I recently posted a blog on restrictive covenants and the government’s view that they may be stifling competition. This question has to be debated and resolved but for now restrictive covenants remain part of the employment landscape.
I regularly advise individuals who are leaving a business but in contrast not many seem to take advice when joining a business, which I find surprising as managers and executives are often entering into complex contractual arrangements. It may be that employees will only take advice when they believe it to be absolutely necessary. In many cases the contract may be given a scant once over and I am often told when advising on an exit negotiation, that a contract cannot be found or is lost, which suggests that it is not viewed as being a particularly important document.
A new job is always an exciting time and a positive experience. The offer letter comes in and if the headline terms (eg salary, notice, bonus, holiday) look okay then it’s all systems go. There is time to enjoy that period before the new job starts, make sure you have some smart new work attire and you can finally put that difficult exit from your previous job behind you. Is there any need to think about how things will go in the new job and the possibility that you may move on again? Anyway, negotiating terms of the employment contract might upset your new employer or alert them to potential future issues if say you are arguing about restrictive covenants?
The alternative is to recognise that employment agreements can have complex contractual provisions, not least post-termination restrictions so getting some advice may be a good thing to do, so at least you understand the obligations you are entering into, even if you are not going to negotiate. Having practised in this area for a number of years I do tend to harp on about restrictive covenants and as part of this, new recruits should understand what is going to happen when they have to leave the business. Statistically we now move jobs much more often and anything which potentially restricts your choice and options in the future should be looked at. You should consider the extent of any post-termination and confidentiality obligations. Are you going to be subject to garden leave during a long notice period? Long notice periods can be a comfort but also a considerable restriction for an exiting employee.

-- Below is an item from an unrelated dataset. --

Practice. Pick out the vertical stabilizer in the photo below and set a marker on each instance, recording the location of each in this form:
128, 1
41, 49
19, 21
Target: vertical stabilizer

What about clients you have dealt with for a number of years? They may follow you to the new company and if they do, they become the “property” of that company unless you negotiate their exclusion from any post-termination restrictions. The time to do this is obviously before you sign up.
You should also consider any issues over LinkedIn and other social media. How does the new employer deal with these? Is there a policy covering LinkedIn and other forms of social media? This may be contained in the Handbook which you don’t see until you join but the contract may say you are subject to the company’s policies and procedures.
What if you take advice and that advice is that the covenant is, on the face of it, unfair. That is of some comfort as a recent case (Bartholomew Agri Foods) has confirmed that restrictions are judged in relation to the job role, at the time they are entered into, so a covenant does not become fair as you move up the managerial tree if it wasn’t fair in the first place. A note of caution though, fairness is a matter for the Court. An employer may still apply pressure through a request for undertakings and pursue an injunction which is an interim stage before a full trial.
My suggestion is to think ahead and understand what your position will be in the event you move on again. There is plenty to think about, including confidentiality, garden leave, notice periods, restrictive covenants, your existing clients and social media profile. Don’t be afraid to negotiate, your employer has made an offer so is keen for your to join, your bargaining position may not be as good in future.